A cinephile, there's nothing I like more than going to the movies (preferably with others!) and eat some popcorn. I can watch just about anything, from superhero flicks to period dramas to slapstick comedy. Some of the best movies I've ever watched are so bad... but so, so good.
Professionally... let's just say I've been around. Started off as a structural engineer, but soon migrated to developing software for engineers for a while. After a hiatus doing an MBA, went on to work in the financial industry doing data science. Looking to make more of an impact, I went off to work with...
GOSST was created in response to the increasing supply-chain attacks on projects that consume open-source code. It works along with the Linux Foundation's Open Source Security Foundation (OpenSSF) to improve the security of the open-source ecosystem. GOSST and the OpenSSF develop solutions to make open-source software safer at scale. See here for info on Google's open-source initiatives.
I'm part of a GOSST sub-team responsible for working hand-in-hand with the open-source community. We focus on helping individual critical projects increase their security. Our goals are to:
- develop specific approaches for each project;
- suggest solutions or enhancements that fit the project's needs and don't overburden maintainers;
- talk with maintainers about our suggestion or about any other solutions they might prefer;
- implement the changes and submit them as PRs;
- collect all feedback to be shared with the rest of GOSST and the OpenSSF.

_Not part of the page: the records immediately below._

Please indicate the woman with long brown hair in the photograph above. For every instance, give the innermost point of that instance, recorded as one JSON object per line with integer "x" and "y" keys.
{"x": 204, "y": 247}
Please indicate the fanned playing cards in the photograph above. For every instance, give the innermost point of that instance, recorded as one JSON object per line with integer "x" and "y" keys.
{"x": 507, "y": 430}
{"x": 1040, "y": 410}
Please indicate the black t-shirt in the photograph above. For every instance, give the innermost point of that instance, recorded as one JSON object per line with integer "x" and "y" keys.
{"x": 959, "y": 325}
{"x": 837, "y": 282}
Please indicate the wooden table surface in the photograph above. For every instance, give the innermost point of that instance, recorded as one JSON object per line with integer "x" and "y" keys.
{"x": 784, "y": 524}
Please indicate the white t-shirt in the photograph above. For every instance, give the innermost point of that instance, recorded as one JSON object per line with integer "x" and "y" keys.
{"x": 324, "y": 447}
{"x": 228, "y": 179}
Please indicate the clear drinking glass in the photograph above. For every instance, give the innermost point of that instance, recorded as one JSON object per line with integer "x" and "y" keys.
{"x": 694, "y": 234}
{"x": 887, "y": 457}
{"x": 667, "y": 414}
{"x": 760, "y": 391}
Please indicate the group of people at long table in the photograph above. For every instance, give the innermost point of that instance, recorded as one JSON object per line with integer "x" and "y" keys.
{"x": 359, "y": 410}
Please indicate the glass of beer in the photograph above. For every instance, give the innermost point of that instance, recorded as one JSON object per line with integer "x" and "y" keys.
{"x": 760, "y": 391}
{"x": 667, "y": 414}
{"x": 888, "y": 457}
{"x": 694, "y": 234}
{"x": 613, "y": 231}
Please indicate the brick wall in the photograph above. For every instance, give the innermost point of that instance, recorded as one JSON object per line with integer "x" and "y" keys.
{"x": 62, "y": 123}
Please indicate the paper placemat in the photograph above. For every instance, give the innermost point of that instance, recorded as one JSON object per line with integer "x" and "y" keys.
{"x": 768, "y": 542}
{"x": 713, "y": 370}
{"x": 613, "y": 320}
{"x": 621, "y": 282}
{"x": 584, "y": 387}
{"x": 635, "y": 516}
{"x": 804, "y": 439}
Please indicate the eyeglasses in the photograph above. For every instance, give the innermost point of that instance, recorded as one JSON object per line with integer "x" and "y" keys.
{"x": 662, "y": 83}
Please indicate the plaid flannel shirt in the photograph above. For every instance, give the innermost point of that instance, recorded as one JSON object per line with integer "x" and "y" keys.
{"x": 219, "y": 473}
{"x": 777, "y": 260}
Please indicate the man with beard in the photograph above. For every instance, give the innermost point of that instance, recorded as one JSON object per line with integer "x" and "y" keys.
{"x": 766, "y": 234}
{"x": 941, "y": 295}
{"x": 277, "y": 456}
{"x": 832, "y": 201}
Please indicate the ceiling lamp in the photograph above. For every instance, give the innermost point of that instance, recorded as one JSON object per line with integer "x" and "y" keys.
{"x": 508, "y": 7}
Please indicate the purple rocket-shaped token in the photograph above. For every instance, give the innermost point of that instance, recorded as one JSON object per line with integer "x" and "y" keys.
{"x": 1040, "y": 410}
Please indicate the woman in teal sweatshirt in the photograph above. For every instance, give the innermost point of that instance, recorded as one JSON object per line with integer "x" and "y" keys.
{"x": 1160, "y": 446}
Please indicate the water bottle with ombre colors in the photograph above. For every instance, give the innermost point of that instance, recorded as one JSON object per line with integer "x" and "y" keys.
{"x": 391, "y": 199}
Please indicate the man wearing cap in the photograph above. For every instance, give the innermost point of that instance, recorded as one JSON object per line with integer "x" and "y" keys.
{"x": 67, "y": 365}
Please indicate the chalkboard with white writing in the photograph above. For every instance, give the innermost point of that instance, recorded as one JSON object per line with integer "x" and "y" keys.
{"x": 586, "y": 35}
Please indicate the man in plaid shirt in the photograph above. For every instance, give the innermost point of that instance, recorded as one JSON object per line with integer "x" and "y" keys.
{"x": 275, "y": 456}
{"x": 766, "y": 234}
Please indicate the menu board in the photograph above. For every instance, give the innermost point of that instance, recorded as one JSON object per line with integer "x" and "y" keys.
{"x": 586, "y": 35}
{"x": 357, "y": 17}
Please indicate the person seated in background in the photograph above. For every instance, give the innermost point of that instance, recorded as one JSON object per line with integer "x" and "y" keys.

See below some of the tools developed by GOSST and the OpenSSF:
- Scorecard: automated checks to evaluate a project's security practices and suggest improvements as needed;
- SLSA (pronounced "salsa"): a standard and protocol to ensure an artifact's provenance, guaranteeing it comes from the expected location and process. This aims to prevent tampering and improve the integrity of infrastructure and consumed packages;
- Sigstore: keyless signing and verification of artifacts;
- OSS-FUZZ: automated fuzzing at scale;
- OSV: a human- and machine-readable database of vulnerabilities that maps affected software versions across open source ecosystems;
- GUAC: graph database of security metadata (in development).